I have talked to God openly an honestly about my feelings concerning my experiences, particularly those related to mothering such as the false abuse allegations and the death of my child. I still loved God. I still had the desire to serve Him but I had to come face-to-face with the betrayal I felt in spite of my continued trust in Him. I found myself asking, “where were you, God” when I reflected on those times in my life.

I tell people I have healed and I believe I have; but, much like anything related to God, healing is a process and it is okay to go through that process. I no longer have feelings of where was God because He answered me and said behind, before, and within you. But the aspect of my healing that is still ongoing is the attack I felt on my identity during those moments. Am I a good mother? Is God pleased with me? Who am I, in God, in light of these occurrences. Are my efforts futile? When something happens that begs answers to these questions, hurt rises to the surface.

My mind is in constant need of renewal and my identity in constant need of affirmation through God’s Word and that is the process that relates to healing. That is the only way to free yourself of what some call “triggers”.

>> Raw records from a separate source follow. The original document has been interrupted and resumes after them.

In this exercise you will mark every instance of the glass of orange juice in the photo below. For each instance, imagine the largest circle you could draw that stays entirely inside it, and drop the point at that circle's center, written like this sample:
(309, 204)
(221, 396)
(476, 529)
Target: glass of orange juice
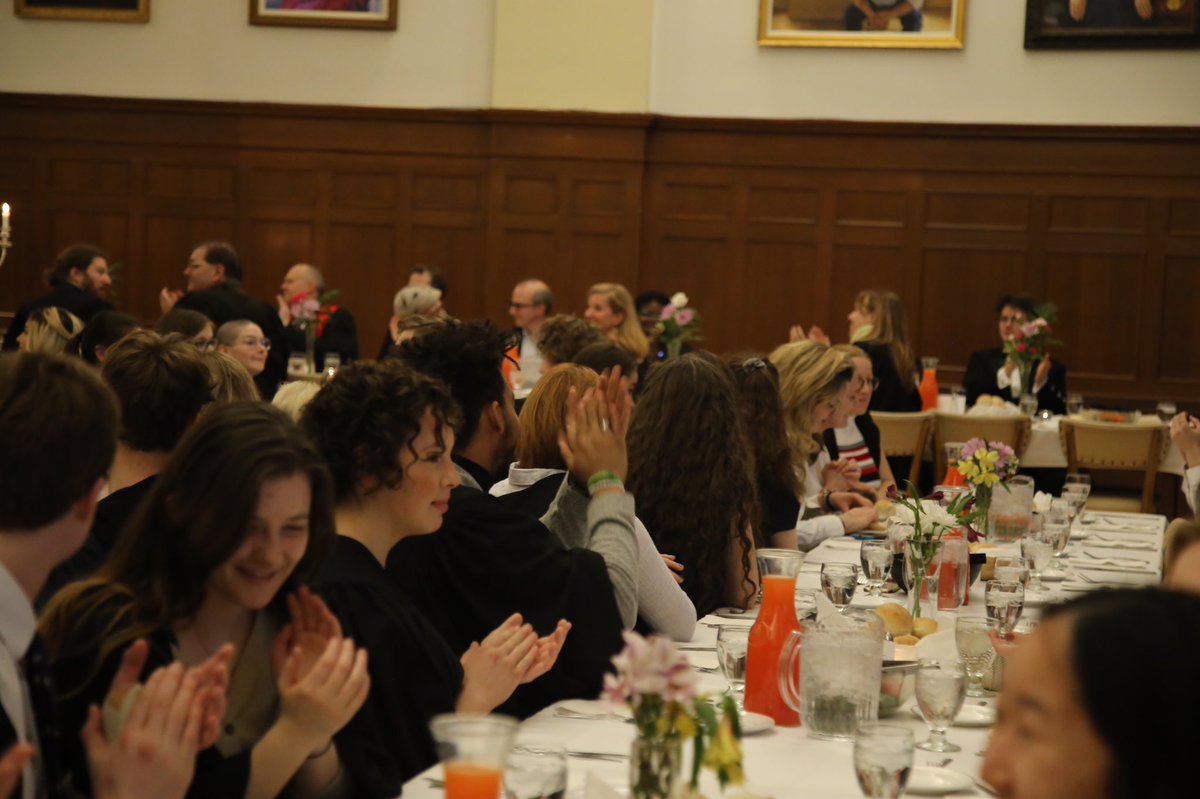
(473, 751)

I am a good mother because I am following God’s instruction regarding my son. God is pleased with me because of my obedience even under pressure. It is difficult being a stay at home mom because our current society doesn’t respect it. Countless people have referred to my efforts as “sitting at home doing nothing” or have suggested that my son would be better served in the culturally accepted day care setting. It stings, but it doesn’t have to if my focus is on God and if I refrain from allowing myself to worship people’s opinion of me.

From the novel “Cutting for Stone”

…we must believe that ministering to others will heal our woundedness. And it can. But it can also deepen the wound. -Abraham Verghese 

I pour myself into mothering, attempts at being the perfect mother to further disprove those doctors. I didn’t realize that by focusing on others’ opinion of my mothering and responding by trying to be the perfect mother, I am only deepening the wound instead of allowing healing to continue to take place. I don’t need to validate myself when God has placed His stamp of approval on me.

Free yourself of people’s opinions, from your past hurts and find rest in God’s love for and opinion of you.